Encoders and decoders are both combinational circuits. An encoder performs a conversion of an input with two to the power of n lines into an n-bit binary code at the output. On the opposite, a decoder performs a conversion of an n-bit binary code into two to the power of n unique outputs.
The circuit shown here is a 4-to-2-line encoder, and it performs a one-hot to binary conversion. One-hot means that the format of the input lines only allows one unique line to be high (‘hot wire’) at a time. So there is a total of four input combinations (1000, 0100, 0010, 0001) that can be converted into 2 bits of binary code. The circuit is not designed for other input combinations.
Encoders are very useful circuits for various reasons. Encoding can be used to minimize the number of data lines required for signal transmission. A particularly useful application for encoding is the translation of input devices into binary code. For instance, pocket calculators use encoders to translate the decimal numbers of their keypad into binary numbers so that they can be used for further operations.
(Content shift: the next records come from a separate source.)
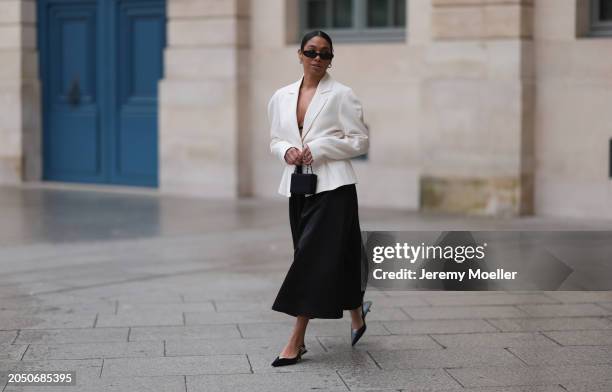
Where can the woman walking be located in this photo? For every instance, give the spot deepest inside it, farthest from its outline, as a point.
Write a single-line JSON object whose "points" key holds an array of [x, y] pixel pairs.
{"points": [[318, 122]]}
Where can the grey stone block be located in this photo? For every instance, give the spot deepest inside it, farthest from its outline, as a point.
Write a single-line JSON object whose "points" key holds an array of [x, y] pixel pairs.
{"points": [[582, 338], [129, 307], [581, 296], [234, 317], [7, 336], [548, 356], [535, 375], [88, 368], [437, 326], [12, 351], [141, 318], [375, 342], [242, 306], [463, 312], [486, 298], [444, 358], [265, 382], [551, 323], [14, 319], [531, 388], [78, 335], [175, 366], [397, 301], [119, 384], [94, 350], [560, 310], [220, 331], [268, 346], [315, 328], [316, 362], [586, 387], [494, 339], [410, 379]]}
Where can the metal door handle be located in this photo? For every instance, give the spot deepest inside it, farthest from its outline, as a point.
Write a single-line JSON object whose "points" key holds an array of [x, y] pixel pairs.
{"points": [[74, 93]]}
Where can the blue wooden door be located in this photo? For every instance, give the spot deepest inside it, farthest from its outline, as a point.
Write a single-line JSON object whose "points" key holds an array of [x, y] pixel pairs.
{"points": [[100, 62]]}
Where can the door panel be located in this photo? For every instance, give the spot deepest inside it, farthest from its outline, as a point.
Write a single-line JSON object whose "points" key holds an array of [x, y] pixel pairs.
{"points": [[100, 62], [140, 37], [74, 149]]}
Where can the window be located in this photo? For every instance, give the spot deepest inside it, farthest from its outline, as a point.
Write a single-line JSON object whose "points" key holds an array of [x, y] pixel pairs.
{"points": [[355, 20], [601, 17]]}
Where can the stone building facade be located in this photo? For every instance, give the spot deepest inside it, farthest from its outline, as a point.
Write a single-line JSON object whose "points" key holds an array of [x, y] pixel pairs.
{"points": [[492, 107]]}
Also, computer keyboards use encoders to convert their alphanumeric keys into binary code that can be processed by the computer.
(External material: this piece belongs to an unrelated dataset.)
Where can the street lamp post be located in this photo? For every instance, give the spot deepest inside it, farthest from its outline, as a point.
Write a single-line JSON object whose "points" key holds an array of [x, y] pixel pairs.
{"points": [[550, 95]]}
The decoder shown in the diagram is a 2-to-4-line decoder, and it translates 2 bits of binary code into a distinct output signal. The output signal of this decoder circuit again is in a one-hot format, and therefore only one of the four output lines can be high at a time.
Decoders have a number of useful applications. Their one-hot output signals can serve as enable signals for functional units (instruction decoding). In memory circuits they can also be used to enable different banks of memory, so in this application the inputs of decoders effectively become address lines. When a continuous counter is connected to their input lines, decoders can also be used as sequencers to turn various devices off or on in a repetitive and sequential way.